Duran pleaded not guilty to the charges in Santa Fe district court. Her arraignment bars her from stepping into casinos and drinking alcohol before trial. She still may have contact with her office, though cannot discuss the case.

Legislative Council Service Director Raul Burciaga explained to lawmakers any potential impeachment of Duran is separate from what’s happening to her in court.

“These are two totally exclusive processes,” Burciaga said. “The Attorney General’s is a legal process going through the courts. This is a political process, not in the partisan sense, to determine whether her actions rise to the level of impeachment.”

Burciaga recommended not setting a cap on the amount of money to spend on the impeachment panel, which drew opposition from state Sen. Clemente Sanchez, D-Grants.

Sanchez called that recommendation a “blank check.”

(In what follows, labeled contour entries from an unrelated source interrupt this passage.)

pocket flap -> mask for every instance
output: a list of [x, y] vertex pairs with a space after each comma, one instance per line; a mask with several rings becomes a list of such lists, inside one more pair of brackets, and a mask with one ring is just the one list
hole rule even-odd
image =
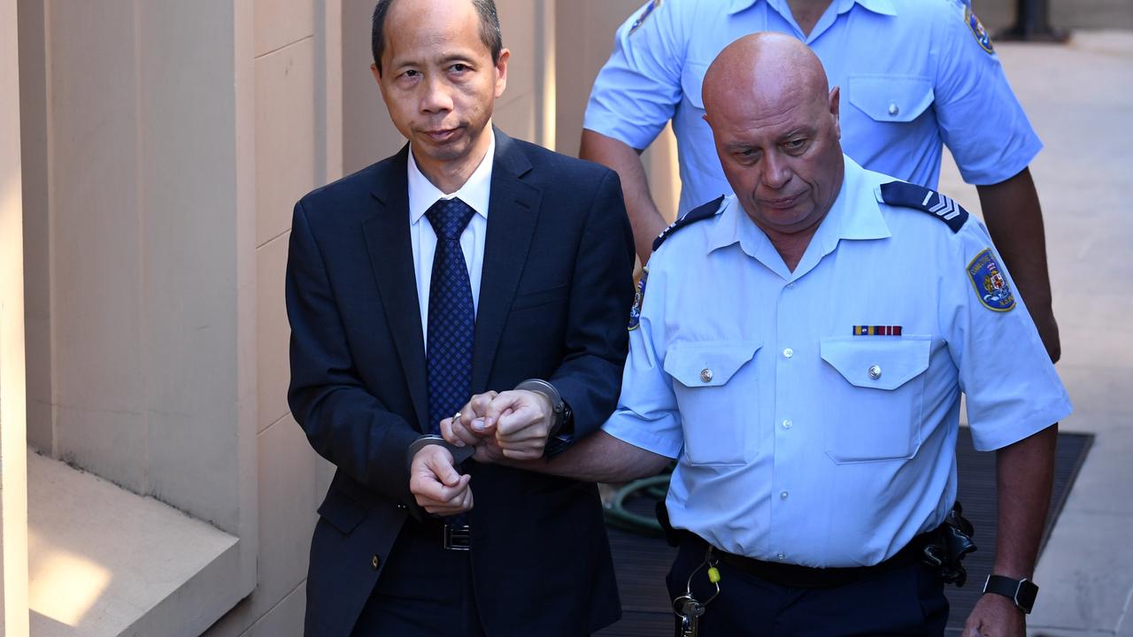
[[928, 370], [930, 337], [832, 337], [823, 339], [823, 360], [850, 384], [894, 390]]
[[932, 83], [902, 75], [852, 75], [846, 86], [850, 103], [876, 121], [912, 121], [934, 99]]
[[668, 348], [664, 368], [688, 388], [719, 387], [761, 346], [755, 341], [676, 342]]
[[318, 507], [318, 515], [343, 535], [350, 533], [366, 517], [366, 508], [338, 489], [331, 487]]

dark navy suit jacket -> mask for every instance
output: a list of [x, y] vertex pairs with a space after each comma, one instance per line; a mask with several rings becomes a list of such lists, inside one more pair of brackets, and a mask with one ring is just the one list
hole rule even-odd
[[[603, 167], [495, 135], [472, 391], [546, 379], [573, 409], [578, 439], [613, 411], [628, 349], [633, 240], [621, 187]], [[288, 400], [338, 467], [312, 538], [308, 635], [349, 635], [407, 516], [427, 515], [406, 466], [428, 431], [407, 159], [408, 146], [295, 207]], [[577, 636], [615, 621], [595, 485], [467, 465], [487, 634]]]

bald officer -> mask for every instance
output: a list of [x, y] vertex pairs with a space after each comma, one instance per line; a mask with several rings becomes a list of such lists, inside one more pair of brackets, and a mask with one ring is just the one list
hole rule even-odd
[[[1022, 636], [1070, 400], [985, 228], [843, 155], [827, 86], [780, 34], [713, 62], [707, 122], [735, 195], [657, 241], [604, 431], [523, 466], [622, 482], [676, 459], [668, 584], [705, 604], [702, 636], [938, 636], [947, 602], [921, 555], [955, 502], [965, 394], [999, 490], [968, 629]], [[472, 401], [480, 439], [454, 438], [516, 464], [485, 433], [503, 397]]]
[[651, 0], [637, 10], [595, 80], [580, 156], [621, 176], [641, 262], [666, 222], [638, 154], [672, 120], [678, 215], [729, 193], [701, 82], [724, 45], [763, 31], [804, 42], [823, 61], [842, 93], [842, 146], [862, 167], [936, 188], [947, 144], [1057, 360], [1042, 213], [1028, 170], [1041, 143], [987, 32], [959, 0]]

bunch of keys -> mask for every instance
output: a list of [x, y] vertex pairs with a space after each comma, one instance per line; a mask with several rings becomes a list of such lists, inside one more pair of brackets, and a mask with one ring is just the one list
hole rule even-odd
[[[684, 594], [673, 600], [673, 612], [681, 618], [681, 631], [679, 637], [697, 637], [700, 623], [700, 615], [705, 614], [705, 606], [719, 595], [719, 569], [716, 568], [717, 560], [712, 554], [712, 546], [705, 554], [705, 561], [689, 574], [689, 579], [684, 584]], [[716, 591], [704, 602], [692, 596], [692, 578], [700, 572], [700, 569], [708, 568], [708, 581]]]

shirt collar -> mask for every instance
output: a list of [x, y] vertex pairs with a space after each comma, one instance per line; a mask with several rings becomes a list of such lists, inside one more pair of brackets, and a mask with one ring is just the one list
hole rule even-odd
[[[893, 0], [833, 0], [838, 3], [838, 12], [843, 14], [850, 9], [853, 3], [861, 5], [862, 7], [874, 11], [875, 14], [881, 14], [884, 16], [895, 16], [897, 15], [897, 8], [893, 6]], [[729, 6], [727, 12], [739, 14], [740, 11], [755, 7], [759, 2], [770, 2], [772, 7], [776, 11], [783, 14], [784, 8], [781, 7], [782, 0], [732, 0]]]
[[451, 199], [460, 197], [460, 201], [470, 205], [476, 214], [484, 219], [488, 216], [488, 198], [492, 194], [492, 164], [495, 162], [495, 135], [492, 126], [484, 129], [484, 135], [492, 139], [488, 151], [484, 153], [484, 159], [476, 170], [468, 177], [468, 181], [455, 193], [445, 195], [434, 186], [427, 177], [417, 168], [417, 160], [414, 159], [414, 148], [409, 147], [408, 177], [409, 177], [409, 222], [416, 224], [428, 209], [437, 199]]
[[[875, 180], [852, 159], [842, 156], [845, 160], [842, 189], [811, 239], [811, 243], [821, 246], [823, 254], [829, 254], [840, 239], [884, 239], [892, 236], [874, 195]], [[847, 210], [850, 202], [855, 202], [857, 207]], [[749, 256], [763, 261], [764, 252], [775, 249], [734, 195], [725, 198], [721, 209], [721, 218], [708, 235], [708, 252], [739, 243]]]

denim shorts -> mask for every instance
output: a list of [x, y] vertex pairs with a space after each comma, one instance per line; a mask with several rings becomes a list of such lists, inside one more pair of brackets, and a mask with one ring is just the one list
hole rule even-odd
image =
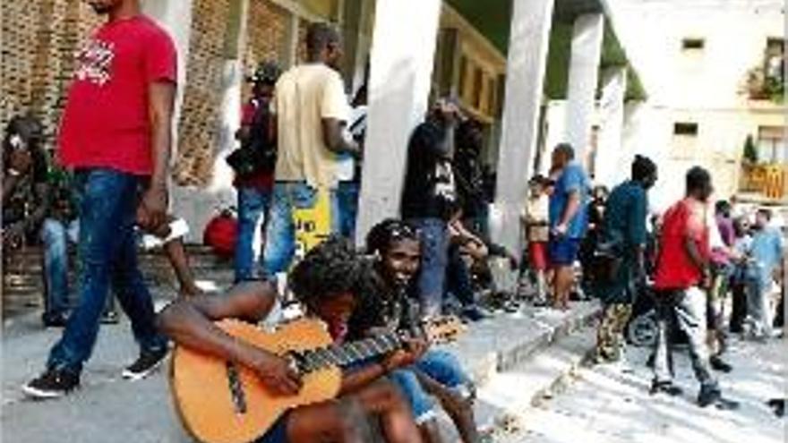
[[274, 422], [274, 424], [262, 435], [254, 440], [254, 443], [287, 443], [287, 422], [290, 413], [286, 412]]
[[410, 405], [416, 424], [435, 418], [435, 401], [422, 387], [415, 371], [426, 374], [463, 398], [471, 395], [470, 380], [457, 358], [445, 351], [427, 351], [412, 368], [397, 370], [389, 375]]
[[580, 239], [568, 237], [550, 237], [550, 263], [558, 266], [571, 266], [578, 260], [580, 251]]

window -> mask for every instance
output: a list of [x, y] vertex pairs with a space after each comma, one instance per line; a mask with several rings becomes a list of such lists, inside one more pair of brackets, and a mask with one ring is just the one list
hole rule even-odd
[[767, 53], [764, 62], [764, 72], [767, 78], [782, 83], [785, 77], [785, 40], [775, 38], [767, 40]]
[[673, 124], [673, 135], [684, 135], [689, 137], [698, 136], [698, 124], [677, 122]]
[[457, 90], [459, 97], [465, 97], [466, 86], [465, 79], [467, 77], [467, 58], [465, 55], [459, 56], [459, 79], [458, 80]]
[[684, 51], [699, 51], [706, 47], [703, 38], [688, 38], [681, 40], [681, 49]]
[[788, 161], [788, 141], [784, 126], [758, 128], [758, 160], [759, 163], [779, 164]]
[[484, 81], [484, 72], [482, 68], [476, 66], [474, 70], [474, 90], [473, 90], [473, 106], [476, 109], [482, 107], [482, 83]]

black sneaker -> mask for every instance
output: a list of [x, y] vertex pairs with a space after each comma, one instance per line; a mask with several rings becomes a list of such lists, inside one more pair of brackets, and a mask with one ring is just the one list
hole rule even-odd
[[717, 409], [723, 411], [733, 411], [739, 409], [739, 402], [724, 398], [719, 388], [701, 388], [700, 393], [698, 395], [698, 405], [700, 407], [707, 407], [712, 405]]
[[64, 328], [68, 318], [63, 312], [44, 312], [41, 322], [44, 328]]
[[713, 355], [708, 359], [709, 364], [711, 364], [711, 368], [715, 371], [719, 371], [720, 372], [728, 373], [733, 371], [733, 367], [731, 366], [730, 363], [722, 359], [719, 355]]
[[169, 350], [142, 351], [137, 360], [127, 366], [123, 371], [123, 378], [130, 380], [141, 380], [156, 371], [164, 362]]
[[60, 398], [80, 386], [80, 376], [68, 371], [47, 370], [46, 372], [21, 387], [28, 396], [46, 400]]
[[101, 314], [102, 325], [116, 325], [118, 322], [120, 322], [120, 314], [117, 311], [107, 311]]
[[656, 381], [654, 380], [651, 382], [651, 389], [648, 391], [649, 394], [655, 396], [656, 394], [664, 393], [667, 394], [671, 396], [681, 396], [684, 391], [681, 390], [678, 386], [673, 385], [670, 381]]

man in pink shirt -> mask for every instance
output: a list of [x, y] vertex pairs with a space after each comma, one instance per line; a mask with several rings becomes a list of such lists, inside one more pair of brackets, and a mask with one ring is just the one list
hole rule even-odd
[[79, 200], [79, 305], [52, 348], [47, 370], [22, 390], [62, 396], [79, 386], [111, 284], [141, 347], [123, 376], [139, 379], [164, 359], [153, 302], [137, 264], [134, 225], [167, 223], [176, 54], [169, 36], [140, 13], [139, 0], [90, 0], [107, 15], [77, 54], [58, 140]]

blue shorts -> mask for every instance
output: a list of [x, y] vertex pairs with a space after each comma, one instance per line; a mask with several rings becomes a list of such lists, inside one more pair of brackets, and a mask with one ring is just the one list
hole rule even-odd
[[580, 251], [579, 238], [550, 237], [550, 264], [571, 266]]
[[290, 418], [290, 412], [283, 413], [274, 424], [262, 435], [262, 437], [254, 440], [254, 443], [287, 443], [287, 422]]
[[461, 396], [470, 396], [470, 381], [457, 358], [445, 351], [427, 351], [413, 369], [397, 370], [389, 375], [410, 405], [416, 424], [435, 418], [435, 402], [422, 387], [415, 371], [422, 371]]

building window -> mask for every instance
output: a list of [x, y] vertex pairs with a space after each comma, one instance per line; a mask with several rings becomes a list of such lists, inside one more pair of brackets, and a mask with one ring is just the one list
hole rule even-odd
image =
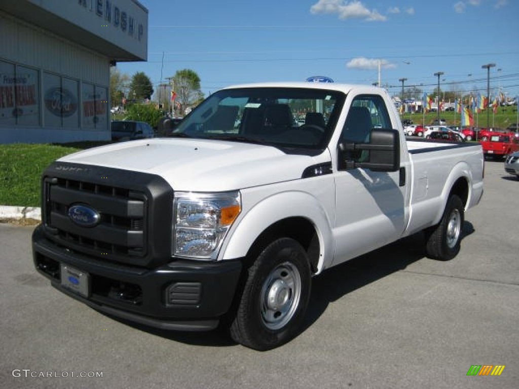
[[85, 130], [108, 128], [108, 94], [106, 88], [83, 82], [82, 127]]
[[39, 126], [38, 71], [0, 61], [0, 126]]
[[67, 129], [79, 127], [78, 86], [75, 80], [44, 73], [46, 126]]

“Being a numbers person, it bothers me to just approve something we don’t have a budget for,” Sanchez said, noting that Duran might resign at any moment. “I think we’re treading on something dangerous.”

Lawmakers capped the amount of money at $250,000 before unanimously approving the measure. If the impeachment panel uses all the money, they can always come back and approve more, Burciaga said.

But if history is any indication, that won’t likely happen.

The state Legislature spend roughly $200,000 on a similar process in 2005 when then-state Treasurer Robert Vigil was indicted for extortion, money laundering and racketeering. Burciaga said that process took roughly four months between Vigil’s indictment and eventual resignation.

Lawmakers spent much less on impeachment proceedings for former Public Regulation Commissioner Jerome Block Jr. in 2011. That year, Burciaga said just under $28,000 went to the impeachment panel. Block also resigned.

The process must go through many hoops before any possible impeachment of Duran. This includes a recommendation from the panel, composed of five Democrats and five Republicans, a majority vote to impeach from the full House.

If impeached, the Senate can take the case to trial, with senators serving as the jury and the House as the prosecution. Removal from office would require a two-thirds vote from the state Senate.

House Minority Leader Brian Egolf, D-Santa Fe, asked Burciaga if the impeachment panel would have subpoena authority, to which he replied no. The House as a whole, however, does have subpoena authority.